Et plus précisément pourquoi le choix de la licence libre By-Sa parmi le panel de licence offert par les Creative Commons ?

La licence CC-By-Sa consiste à donner au lecteur la possibilité de partager, diffuser et communiquer l’oeuvre comme bon lui semble, à condition d’attribuer la paternité de l’oeuvre à son auteur. Pour les raisons évoquées ci-dessus, cela me semble être un minimum avec, pour seul prix à payer, le rappel que le droit d’auteur est aussi un droit moral.

Par ailleurs, la clause share alike (-Sa) est intéressante dans ce contexte, bien qu’elle ne soit pas nécessaire : il s’agit d’assurer la viralité de la licence dans un monde où le plagiat est de plus en plus à l’étude. En effet, des colloques et des groupes de veille se montent un peu partout à propos du plagiait scientifique, qui ne concerne pas seulement les étudiants, loin s’en faut. Le but de cette clause, ici, est plutôt pédagogique.

Enfin la possibilité de modifier l’oeuvre a surpris certains collègues. Je pars en effet du principe qu’un livre est avant tout un projet de construction scientifique. N’importe quel chercheur pourra vous dire que, plusieurs années après une publication, il arrive parfois d’avoir le regret de ne pouvoir corriger ou améliorer certaines choses. Mais est-ce que l’auteur peut-être le seul juge de ce qu’ill faudrait améliorer? Pourquoi d’autres chercheurs ne pourraient pas eux-mêmes améliorer l’oeuvre et éventuellement soumettre leurs modifications, suggestions et commentaires à l’auteur en vue d’une version ultérieure du livre?

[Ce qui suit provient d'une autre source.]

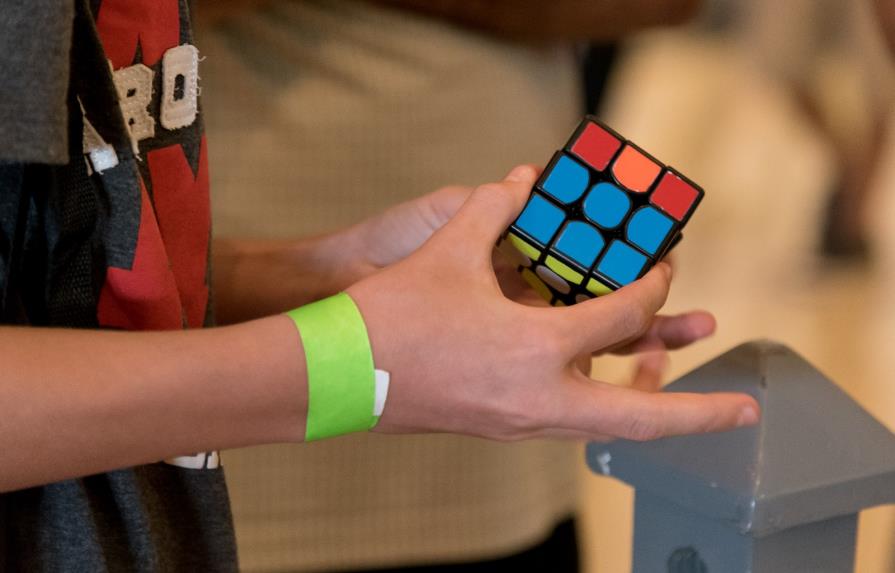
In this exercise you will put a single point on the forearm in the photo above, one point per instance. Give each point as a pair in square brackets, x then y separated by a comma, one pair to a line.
[559, 20]
[886, 11]
[76, 402]
[256, 278]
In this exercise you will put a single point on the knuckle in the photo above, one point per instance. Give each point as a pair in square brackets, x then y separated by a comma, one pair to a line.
[635, 319]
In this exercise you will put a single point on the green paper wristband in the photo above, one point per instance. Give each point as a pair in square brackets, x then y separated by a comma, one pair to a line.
[341, 376]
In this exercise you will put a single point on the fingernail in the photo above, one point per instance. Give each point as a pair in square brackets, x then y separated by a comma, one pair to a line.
[519, 173]
[748, 417]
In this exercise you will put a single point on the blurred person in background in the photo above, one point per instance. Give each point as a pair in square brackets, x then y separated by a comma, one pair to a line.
[330, 111]
[831, 56]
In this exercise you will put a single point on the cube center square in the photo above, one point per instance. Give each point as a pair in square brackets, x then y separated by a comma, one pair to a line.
[600, 216]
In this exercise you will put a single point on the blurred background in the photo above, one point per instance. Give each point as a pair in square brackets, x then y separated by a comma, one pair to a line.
[321, 113]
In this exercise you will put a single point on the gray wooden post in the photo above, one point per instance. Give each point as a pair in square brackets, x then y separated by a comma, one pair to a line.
[781, 497]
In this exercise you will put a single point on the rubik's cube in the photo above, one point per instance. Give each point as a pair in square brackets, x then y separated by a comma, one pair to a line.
[599, 217]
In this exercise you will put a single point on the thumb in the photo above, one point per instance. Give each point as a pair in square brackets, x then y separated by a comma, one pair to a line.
[489, 211]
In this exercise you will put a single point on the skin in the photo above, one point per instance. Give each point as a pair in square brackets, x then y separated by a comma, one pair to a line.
[886, 11]
[464, 358]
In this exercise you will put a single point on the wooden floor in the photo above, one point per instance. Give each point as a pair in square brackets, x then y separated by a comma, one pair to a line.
[748, 254]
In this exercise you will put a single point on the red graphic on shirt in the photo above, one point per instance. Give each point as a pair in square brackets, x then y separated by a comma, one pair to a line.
[144, 297]
[121, 23]
[165, 289]
[184, 219]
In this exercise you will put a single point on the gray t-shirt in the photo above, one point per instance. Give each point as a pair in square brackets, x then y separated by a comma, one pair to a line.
[97, 164]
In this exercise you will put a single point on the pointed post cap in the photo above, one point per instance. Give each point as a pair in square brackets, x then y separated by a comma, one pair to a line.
[815, 454]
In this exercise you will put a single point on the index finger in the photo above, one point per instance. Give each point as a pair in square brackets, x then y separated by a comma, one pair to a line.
[620, 316]
[604, 409]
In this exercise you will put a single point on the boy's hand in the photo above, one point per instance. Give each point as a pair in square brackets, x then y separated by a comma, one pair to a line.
[466, 359]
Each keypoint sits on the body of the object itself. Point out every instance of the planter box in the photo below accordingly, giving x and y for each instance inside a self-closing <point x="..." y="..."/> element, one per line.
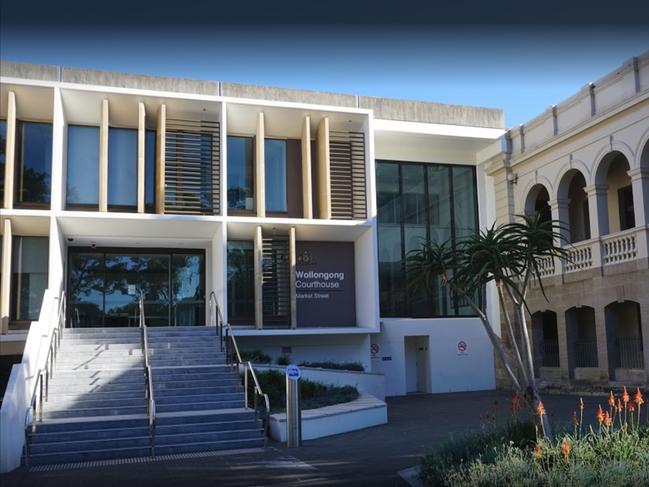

C’est la notion d’oeuvre-projet que je défends, l’idée qu’une oeuvre est toujours améliorable et que le processus peut être collectif, à l’image (humaniste) qu’on se fait des sciences.

Quant à la question du droit d’auteur, il est inutile ici de préciser que le droit moral de l’auteur est inaliénable et que par conséquent toute modification de l’oeuvre qui porterait préjudice à l’auteur (par exemple un détournement des propos ou l’appropriation usurpée de l’oeuvre) est punie par la loi, à laquelle ne se substitue pas la licence libre.

A-t-il été compliqué de convaincre un éditeur d’adopter cette licence ?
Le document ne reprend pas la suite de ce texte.